The Kansas City-based Missouri Housing Development Commission has not had a full board meeting in months because it does not have enough members. Gov. Mike Parson has said he intends to make appointments in September, but the future of the program at the state level is uncertain.
The tax credits help developers offset the cost of building housing for the working poor and older residents, but critics call the program wasteful and a giveaway to developers and bankers. And this debate has left some housing projects in limbo, delaying plans that could help address gaps in affordable housing in Missouri.
SAVE, Inc., a Kansas City nonprofit that offers housing and other assistance to those who are homeless or low-income, has plans to build a 50-unit facility called Alhaven behind its headquarters in North Hyde Park. The lot is empty, because construction has not yet started — it’s waiting for the sign-off on federal money.
“We have the land, it's tax-exempt,” SAVE, Inc., CEO Blaine Proctor said. “It's not like we're paying taxes on it and everything like that.”

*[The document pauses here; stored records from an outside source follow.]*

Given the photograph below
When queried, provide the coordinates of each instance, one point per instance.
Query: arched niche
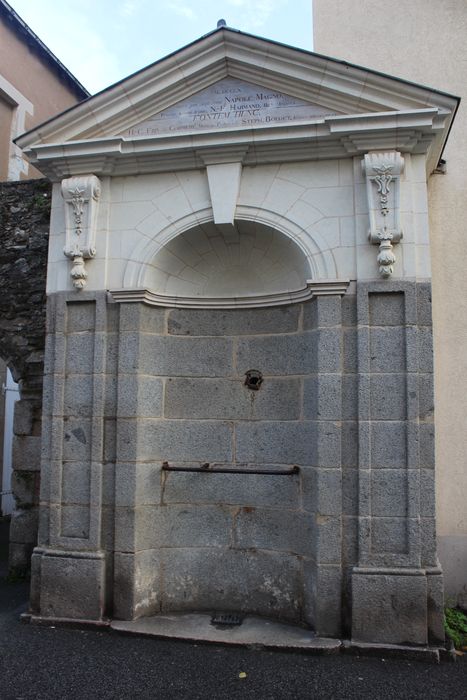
(248, 259)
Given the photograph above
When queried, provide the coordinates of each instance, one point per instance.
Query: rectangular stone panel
(321, 312)
(387, 309)
(223, 579)
(389, 535)
(184, 357)
(388, 399)
(139, 396)
(79, 358)
(389, 492)
(278, 355)
(277, 399)
(75, 521)
(77, 439)
(80, 316)
(389, 609)
(322, 397)
(276, 442)
(267, 529)
(72, 587)
(75, 483)
(254, 490)
(174, 441)
(387, 349)
(282, 319)
(183, 526)
(388, 445)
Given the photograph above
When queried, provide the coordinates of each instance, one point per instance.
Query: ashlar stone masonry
(181, 259)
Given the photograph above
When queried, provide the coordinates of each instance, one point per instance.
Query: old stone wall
(24, 228)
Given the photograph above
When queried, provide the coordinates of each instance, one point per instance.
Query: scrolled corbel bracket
(382, 171)
(81, 196)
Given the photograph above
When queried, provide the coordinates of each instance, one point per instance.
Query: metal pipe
(237, 470)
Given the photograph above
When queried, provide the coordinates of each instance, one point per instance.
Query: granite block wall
(217, 537)
(171, 485)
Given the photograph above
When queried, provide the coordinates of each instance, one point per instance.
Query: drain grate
(227, 619)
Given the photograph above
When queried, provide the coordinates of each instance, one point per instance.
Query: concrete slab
(252, 631)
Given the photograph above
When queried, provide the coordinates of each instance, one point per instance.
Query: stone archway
(24, 230)
(224, 477)
(245, 260)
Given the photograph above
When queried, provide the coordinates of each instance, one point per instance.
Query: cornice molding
(414, 131)
(341, 87)
(313, 288)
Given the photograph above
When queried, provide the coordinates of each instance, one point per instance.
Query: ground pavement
(53, 663)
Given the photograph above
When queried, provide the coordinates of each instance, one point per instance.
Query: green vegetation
(455, 625)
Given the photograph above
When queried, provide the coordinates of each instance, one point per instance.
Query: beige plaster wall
(33, 78)
(424, 41)
(6, 115)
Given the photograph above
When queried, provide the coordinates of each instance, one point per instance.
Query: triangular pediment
(229, 103)
(259, 90)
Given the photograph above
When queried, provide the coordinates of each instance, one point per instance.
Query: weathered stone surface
(180, 356)
(322, 312)
(174, 441)
(24, 229)
(278, 355)
(389, 492)
(137, 584)
(27, 452)
(387, 349)
(23, 526)
(212, 579)
(387, 309)
(389, 609)
(225, 399)
(322, 399)
(72, 587)
(286, 531)
(389, 445)
(25, 486)
(282, 319)
(254, 490)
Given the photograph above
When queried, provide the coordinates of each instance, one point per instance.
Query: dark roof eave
(25, 32)
(253, 36)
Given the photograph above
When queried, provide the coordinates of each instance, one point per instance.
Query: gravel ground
(53, 663)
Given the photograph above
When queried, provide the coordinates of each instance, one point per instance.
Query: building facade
(34, 86)
(238, 381)
(424, 41)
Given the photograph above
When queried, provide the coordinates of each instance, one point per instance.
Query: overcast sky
(102, 41)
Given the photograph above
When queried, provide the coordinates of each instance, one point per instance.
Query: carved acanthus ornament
(382, 171)
(81, 195)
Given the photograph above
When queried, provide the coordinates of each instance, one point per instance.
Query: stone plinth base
(68, 584)
(393, 607)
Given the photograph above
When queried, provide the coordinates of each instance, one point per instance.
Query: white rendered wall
(424, 41)
(320, 206)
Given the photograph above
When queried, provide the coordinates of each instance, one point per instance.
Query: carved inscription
(229, 103)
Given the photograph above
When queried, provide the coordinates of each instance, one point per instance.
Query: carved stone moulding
(312, 289)
(81, 196)
(382, 170)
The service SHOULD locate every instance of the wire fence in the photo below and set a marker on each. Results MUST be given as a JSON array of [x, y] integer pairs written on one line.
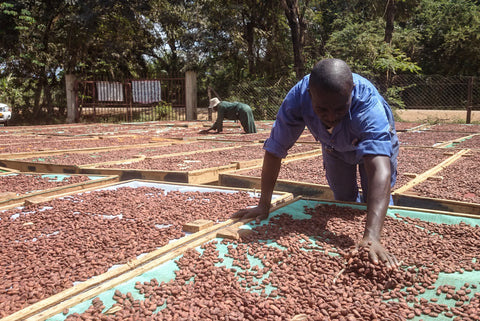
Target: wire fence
[[401, 91], [264, 96]]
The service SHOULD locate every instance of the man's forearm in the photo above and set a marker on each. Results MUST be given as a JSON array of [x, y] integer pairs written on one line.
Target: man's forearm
[[378, 198]]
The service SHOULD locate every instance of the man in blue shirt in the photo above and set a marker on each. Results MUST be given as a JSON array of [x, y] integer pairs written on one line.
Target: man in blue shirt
[[355, 125]]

Things were thrown into confusion in November, when former Gov. Eric Greitens steered the Missouri Housing Development Commission to put an embargo on the tax credits on the state level. Three of the commissioners who voted to suspend the program had been appointed on an interim basis by Greitens.
“I was at the commission meeting where they eliminated the state tax credits and really sat there sort of shell-shocked because I couldn’t believe what I was watching,” Proctor said.
The commissioners later resigned after the Senate refused to confirm them amid tense relations between Greitens and lawmakers. (Greitens himself resigned June 1.) That left the board without a quorum, meaning it can’t take any action, including signing off on requests for federal money.
“(In a) normal year we would have put the application in back in September, awarded in December,” said Heather Bradley-Geary, director of supportive housing for Vecino Group, a developer based in Springfield that is partnering with SAVE, Inc. “So yeah, we might have already started construction by this point.”
Bradley-Geary is among those who believe the program is worth keeping.
“It’s one of the most successful public-private partnership as a government program,” she said. “We’re actually saving the government a lot of money with these programs to actually house people and get them off the streets.”
Parson said he supports a statewide moratorium on Missouri’s low-income housing tax credit program until reforms can be made. On top of a lack of a quorum, and the commission’s decision, the House Budget Committee froze the state credits until at least June 2019.
“I’m telling you, I gotta lot of faith in the legislators this year about doing some real reform in the tax credit on the low-income side and I believe we’ll have them up and running by the end of next year,” Parson said during a appearance last month in Kansas City.
The Missouri Housing Development Commission told KCUR that there are no scheduled meetings this year, though that could change once Parson makes appointments, which could be as early as this week's special session.
House Budget Committee Chairman Scott Fitzpatrick, R-Shell Knob, hears the governor’s call, and said the credits could be restored sooner than June if lawmakers get to work early in the 2019 regular session.
“I think if you surveyed the legislature, more members would prefer to see the program functioning in some capacity then would prefer to see it eliminated entirely,” Fitzpatrick said. “I'll be open-minded and work with the numbers to try to come up with a solution that'll allow the credits to be restarted.”
Bradley-Geary said if the state program were to go away, it would add to a shortage of affordable housing units. A University of Missouri-St. Louis study found an additional 130,000 and 470,000 units, depending on the income criteria used, are needed.
“Developers as a whole, the whole community, did a little bit of research on like what does it mean by getting rid of the state credit and probably about a fourth, about a 25 percent decrease in affordable housing units that we'll see because of that,” Bradley-Geary said.
As for the SAVE, Inc. project, Proctor said if the federal money is not approved this year, the organization will try again next year to apply for both federal and state credits.